Bruce Pennamped, an Indianapolis divorce attorney, says that the appeals court will need to look closely at Bradford's reasons for the paragraph limiting their religious freedom. "If you're going to impose restrictions on parents which you perceive to be in the best interests of the child, you've got to show some evidence."
For now, no one can be sure what the court's motivations were. The first attorney for the parents would have had to ask for a special explanation of the ruling before the court appearances under what's known as Trial Rule 52, and it is now too late to do that.
Jones and Burch are so fearful of the possible repercussions of the decree that they say they have taken their son out of Unitarian Universalist Sunday school - they are afraid that it might count as "non-mainstream" because the state of Texas recently revoked Unitarianism's tax-exempt religious status.
Committed to religious freedom
And what about Forest? Jones and Burch have been adamant about sheltering him from the involvement and observation of reporters and photographers. But the picture they've painted is of a boy both confused and determined. For Jones, his inability to teach his child his system of ethics and morals has been "crippling."
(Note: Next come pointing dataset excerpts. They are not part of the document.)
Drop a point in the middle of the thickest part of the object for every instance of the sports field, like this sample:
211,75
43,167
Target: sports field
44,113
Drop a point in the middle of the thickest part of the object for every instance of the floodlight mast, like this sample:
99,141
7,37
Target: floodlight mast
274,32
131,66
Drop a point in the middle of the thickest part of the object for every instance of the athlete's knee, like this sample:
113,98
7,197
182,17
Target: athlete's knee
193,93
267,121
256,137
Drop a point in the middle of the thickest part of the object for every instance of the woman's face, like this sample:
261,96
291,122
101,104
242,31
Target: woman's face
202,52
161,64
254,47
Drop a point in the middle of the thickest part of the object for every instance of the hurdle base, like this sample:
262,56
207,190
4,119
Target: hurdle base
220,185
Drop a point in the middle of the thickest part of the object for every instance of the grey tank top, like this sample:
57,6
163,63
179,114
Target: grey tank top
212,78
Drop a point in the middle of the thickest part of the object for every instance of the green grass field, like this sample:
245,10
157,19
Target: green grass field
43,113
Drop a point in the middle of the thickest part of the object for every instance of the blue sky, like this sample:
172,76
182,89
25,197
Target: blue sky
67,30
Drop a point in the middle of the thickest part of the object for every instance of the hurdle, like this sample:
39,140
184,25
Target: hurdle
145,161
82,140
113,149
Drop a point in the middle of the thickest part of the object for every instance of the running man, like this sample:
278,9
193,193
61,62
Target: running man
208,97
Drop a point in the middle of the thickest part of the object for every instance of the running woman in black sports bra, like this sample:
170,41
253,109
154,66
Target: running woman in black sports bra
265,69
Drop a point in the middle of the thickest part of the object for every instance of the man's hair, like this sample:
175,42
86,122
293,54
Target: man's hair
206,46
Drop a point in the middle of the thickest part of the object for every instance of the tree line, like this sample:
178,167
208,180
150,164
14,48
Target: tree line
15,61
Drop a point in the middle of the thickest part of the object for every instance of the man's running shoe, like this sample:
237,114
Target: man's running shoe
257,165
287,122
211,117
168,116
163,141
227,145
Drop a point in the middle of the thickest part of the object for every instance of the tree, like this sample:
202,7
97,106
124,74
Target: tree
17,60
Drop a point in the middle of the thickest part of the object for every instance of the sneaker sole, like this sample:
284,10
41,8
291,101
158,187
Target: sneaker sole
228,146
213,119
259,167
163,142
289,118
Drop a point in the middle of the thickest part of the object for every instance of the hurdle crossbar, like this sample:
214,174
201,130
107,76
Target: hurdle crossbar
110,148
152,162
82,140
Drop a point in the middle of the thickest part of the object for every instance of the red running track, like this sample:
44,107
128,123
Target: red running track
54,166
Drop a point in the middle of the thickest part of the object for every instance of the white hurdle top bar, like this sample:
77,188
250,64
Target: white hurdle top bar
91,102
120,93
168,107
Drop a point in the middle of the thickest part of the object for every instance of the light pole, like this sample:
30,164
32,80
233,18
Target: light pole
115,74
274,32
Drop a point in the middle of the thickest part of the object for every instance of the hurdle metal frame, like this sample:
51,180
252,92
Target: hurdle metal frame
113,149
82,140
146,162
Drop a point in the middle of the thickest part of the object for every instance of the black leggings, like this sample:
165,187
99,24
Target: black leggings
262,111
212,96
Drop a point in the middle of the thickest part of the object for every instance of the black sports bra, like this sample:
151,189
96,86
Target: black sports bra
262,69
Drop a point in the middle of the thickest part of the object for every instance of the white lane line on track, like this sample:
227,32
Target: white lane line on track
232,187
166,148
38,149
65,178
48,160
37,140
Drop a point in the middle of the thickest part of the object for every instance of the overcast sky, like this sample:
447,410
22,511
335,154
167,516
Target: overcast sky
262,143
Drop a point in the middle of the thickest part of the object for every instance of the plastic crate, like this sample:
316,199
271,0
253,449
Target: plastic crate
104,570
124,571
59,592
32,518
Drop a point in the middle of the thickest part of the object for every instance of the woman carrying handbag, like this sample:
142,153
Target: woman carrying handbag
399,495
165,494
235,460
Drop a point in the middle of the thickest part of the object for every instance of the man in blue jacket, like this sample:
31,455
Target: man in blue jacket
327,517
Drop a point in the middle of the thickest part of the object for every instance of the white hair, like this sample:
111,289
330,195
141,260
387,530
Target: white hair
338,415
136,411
The case was kept under wraps until Jones' story was told on the front page of The Star. Burch was at first reluctant to talk to the media, knowing that her family would not react well to the news that she was Wiccan. But now that she's "out of the broom closet," another unexpected effect of Bradford's ruling, she's more than willing. "It's about our son, so if we have to go all the way, we go all the way."
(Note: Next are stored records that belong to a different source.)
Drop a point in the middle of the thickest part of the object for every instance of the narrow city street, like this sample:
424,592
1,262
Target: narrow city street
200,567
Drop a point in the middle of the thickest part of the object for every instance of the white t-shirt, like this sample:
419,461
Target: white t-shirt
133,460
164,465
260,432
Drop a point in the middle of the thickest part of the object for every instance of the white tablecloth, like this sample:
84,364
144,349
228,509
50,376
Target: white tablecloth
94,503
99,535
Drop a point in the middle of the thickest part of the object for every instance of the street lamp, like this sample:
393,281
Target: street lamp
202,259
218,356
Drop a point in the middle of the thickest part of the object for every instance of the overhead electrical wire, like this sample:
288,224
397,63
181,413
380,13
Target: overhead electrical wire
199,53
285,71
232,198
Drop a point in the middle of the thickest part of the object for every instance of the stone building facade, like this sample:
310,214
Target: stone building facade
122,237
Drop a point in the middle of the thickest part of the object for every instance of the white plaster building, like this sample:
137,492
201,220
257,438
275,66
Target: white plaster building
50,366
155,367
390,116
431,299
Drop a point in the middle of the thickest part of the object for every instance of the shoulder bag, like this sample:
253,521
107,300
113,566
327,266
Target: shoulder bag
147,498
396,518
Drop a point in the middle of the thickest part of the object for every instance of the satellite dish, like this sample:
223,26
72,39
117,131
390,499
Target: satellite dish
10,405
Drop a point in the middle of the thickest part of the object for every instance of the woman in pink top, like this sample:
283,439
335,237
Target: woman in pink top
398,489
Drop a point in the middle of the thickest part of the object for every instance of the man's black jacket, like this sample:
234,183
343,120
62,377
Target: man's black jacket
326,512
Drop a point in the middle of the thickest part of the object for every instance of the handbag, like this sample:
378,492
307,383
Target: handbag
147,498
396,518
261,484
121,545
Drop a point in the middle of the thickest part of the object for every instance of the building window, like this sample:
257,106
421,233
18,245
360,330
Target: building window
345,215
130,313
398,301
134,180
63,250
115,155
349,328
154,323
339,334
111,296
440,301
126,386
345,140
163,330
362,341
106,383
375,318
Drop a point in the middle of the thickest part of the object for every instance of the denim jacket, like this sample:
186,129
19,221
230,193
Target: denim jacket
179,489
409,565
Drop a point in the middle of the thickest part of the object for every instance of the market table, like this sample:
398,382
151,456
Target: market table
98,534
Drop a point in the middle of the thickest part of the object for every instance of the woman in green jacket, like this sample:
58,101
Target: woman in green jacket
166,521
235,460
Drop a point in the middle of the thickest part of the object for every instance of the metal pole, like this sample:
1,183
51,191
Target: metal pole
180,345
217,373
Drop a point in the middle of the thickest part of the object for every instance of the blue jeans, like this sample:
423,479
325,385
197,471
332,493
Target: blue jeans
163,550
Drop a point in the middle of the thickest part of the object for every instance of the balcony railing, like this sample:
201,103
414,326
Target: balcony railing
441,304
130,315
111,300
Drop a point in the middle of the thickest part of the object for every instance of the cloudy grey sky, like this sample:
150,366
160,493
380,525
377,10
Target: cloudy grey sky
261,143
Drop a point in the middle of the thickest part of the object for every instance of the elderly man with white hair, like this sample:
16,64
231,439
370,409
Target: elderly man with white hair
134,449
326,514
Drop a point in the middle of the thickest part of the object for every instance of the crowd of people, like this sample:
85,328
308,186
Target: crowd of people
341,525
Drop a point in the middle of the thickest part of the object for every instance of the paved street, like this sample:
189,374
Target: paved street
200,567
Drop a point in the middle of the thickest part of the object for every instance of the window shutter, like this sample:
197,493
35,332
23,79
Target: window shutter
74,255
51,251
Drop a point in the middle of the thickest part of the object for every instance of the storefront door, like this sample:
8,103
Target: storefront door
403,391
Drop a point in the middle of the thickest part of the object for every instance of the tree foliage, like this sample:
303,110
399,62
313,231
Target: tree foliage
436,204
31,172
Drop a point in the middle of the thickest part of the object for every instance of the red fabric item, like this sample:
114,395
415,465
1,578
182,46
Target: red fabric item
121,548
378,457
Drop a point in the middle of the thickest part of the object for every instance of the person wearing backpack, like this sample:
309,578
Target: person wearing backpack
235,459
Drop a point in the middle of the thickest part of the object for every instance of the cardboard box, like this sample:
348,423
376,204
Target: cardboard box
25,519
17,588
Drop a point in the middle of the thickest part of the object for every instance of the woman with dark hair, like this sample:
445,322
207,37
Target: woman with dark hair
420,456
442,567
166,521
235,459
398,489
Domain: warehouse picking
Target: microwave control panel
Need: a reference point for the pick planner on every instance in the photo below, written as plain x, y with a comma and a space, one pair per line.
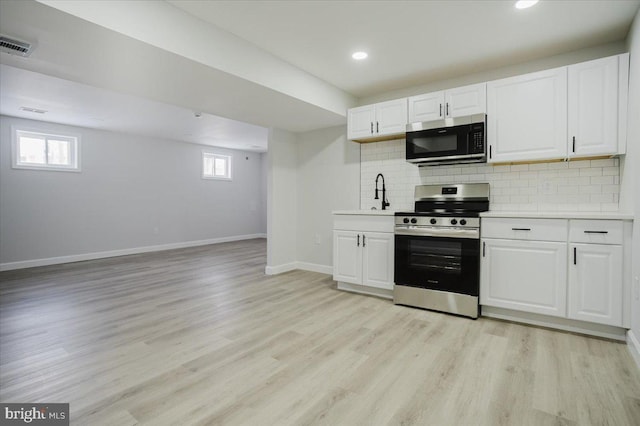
476, 139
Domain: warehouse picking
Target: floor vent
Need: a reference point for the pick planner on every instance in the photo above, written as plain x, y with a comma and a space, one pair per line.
15, 47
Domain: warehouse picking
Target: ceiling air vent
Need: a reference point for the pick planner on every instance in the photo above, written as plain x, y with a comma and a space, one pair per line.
15, 47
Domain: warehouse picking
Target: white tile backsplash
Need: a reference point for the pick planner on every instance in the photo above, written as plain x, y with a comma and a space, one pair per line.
579, 185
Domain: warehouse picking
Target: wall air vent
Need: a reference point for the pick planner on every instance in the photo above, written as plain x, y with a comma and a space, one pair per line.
15, 47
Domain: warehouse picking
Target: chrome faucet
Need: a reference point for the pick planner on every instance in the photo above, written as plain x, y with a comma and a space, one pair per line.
384, 192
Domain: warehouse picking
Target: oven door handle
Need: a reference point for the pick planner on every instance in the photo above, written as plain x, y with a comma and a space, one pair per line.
415, 231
"He knows what's going on, he's very conscious of everything," Jones says.
Burch says Wicca is "a part of his life as much as it is ours." The parents are particularly upset about the court's order because they believe that its language may even obligate them to stop their child from independently pursuing Wicca.
"Here's the judge's accomplishment," Jones says, "to create a child or a future adult that's going to be very committed to religious freedom."
Jones says that response to the case has been overwhelming. He says he's repeatedly had to ask petitioners and demonstrators not to take action without his knowledge, pointing out that his child is still under the supervision of the court system until he is 18.
In January, two months after Bradford's decision, Forest's great-grandfather died. Forest was allowed to attend the Christian funeral, but Jones says it was a tough blow for his son, who enjoyed learning from the man.
When Forest's great-grandfather died, Jones was under court order to protect him from Wicca. Wiccans customarily observe a ritual on Halloween, called Samhain, a remembrance of the dead. The parents are hoping that Forest will be able to participate.
Jones, wiping back tears, tells of his sadness at not being able to involve his son in the ritual. "I want my son to be with me when I say goodbye."